Les circuits courts sont aujourd’hui dans l’air du temps. Consommer local, en achetant directement aux producteurs sans passer par des intermédiaires – ou en réduisant leur nombre – est aujourd’hui une démarche partagée par de plus en plus de personnes, qu’elles soient productrices ou consommatrices. La Ruche qui dit oui !, site internet lancé en mars dernier, est l’un des moyens qu’ont trouvé les consommateurs pour acheter groupés des produits locaux, et  souvent moins cher que dans le commerce. Cette ruche est en pleine période d’essaimage.

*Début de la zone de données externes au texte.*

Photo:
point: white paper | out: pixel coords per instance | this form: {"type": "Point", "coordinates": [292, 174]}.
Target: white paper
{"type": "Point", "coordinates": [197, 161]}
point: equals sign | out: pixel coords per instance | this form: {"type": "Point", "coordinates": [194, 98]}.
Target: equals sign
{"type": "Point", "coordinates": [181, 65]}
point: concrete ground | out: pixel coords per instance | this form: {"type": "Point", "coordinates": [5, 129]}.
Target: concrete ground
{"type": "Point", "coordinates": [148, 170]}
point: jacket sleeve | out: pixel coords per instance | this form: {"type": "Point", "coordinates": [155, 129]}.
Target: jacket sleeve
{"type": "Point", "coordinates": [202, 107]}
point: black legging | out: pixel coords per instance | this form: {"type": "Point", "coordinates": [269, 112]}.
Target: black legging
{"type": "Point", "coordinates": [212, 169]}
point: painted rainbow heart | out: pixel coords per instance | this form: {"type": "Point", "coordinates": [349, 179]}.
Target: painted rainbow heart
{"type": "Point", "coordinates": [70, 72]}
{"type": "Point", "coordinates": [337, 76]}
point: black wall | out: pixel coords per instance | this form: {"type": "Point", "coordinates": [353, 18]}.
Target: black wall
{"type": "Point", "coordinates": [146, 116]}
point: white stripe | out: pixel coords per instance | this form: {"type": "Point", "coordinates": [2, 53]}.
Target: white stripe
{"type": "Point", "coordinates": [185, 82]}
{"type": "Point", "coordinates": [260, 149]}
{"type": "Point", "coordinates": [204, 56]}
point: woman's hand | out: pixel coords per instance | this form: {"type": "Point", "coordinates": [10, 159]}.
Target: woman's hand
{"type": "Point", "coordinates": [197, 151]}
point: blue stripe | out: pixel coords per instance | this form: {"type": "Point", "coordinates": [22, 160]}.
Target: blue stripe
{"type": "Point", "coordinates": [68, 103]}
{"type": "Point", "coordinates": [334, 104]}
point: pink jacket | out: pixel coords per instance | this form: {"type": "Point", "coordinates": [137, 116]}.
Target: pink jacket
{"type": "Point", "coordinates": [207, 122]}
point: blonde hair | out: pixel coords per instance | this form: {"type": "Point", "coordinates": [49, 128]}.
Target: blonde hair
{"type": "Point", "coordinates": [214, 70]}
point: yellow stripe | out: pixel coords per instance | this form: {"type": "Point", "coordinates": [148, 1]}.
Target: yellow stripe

Quésaco ? La Ruche qui dit oui ! C’est avant tout des familles qui se regroupent pour commander des denrées alimentaires – souvent bio – aux producteurs locaux. Un peu sur le même type que les Amap, « tout en étant à mi-chemin entre ces dernières et le commerce classique », d’après le site : argentdubeurre.com.  Aujourd’hui, il y 124 ruches à travers la France – 7 d’ouvertes depuis janvier dernier, 117 en construction – dont sept qui vont bientôt ouvrir en Bretagne : Pluneret, Vannes et Séné pour le Morbihan, Concarneau, Dinéault et Pleyber-Christ pour le Finistère, et Trébeurben pour les Côtes-d’Armor. Chaque essaim compte entre 25 et 50 familles, voire près de 300 rien que pour Paris.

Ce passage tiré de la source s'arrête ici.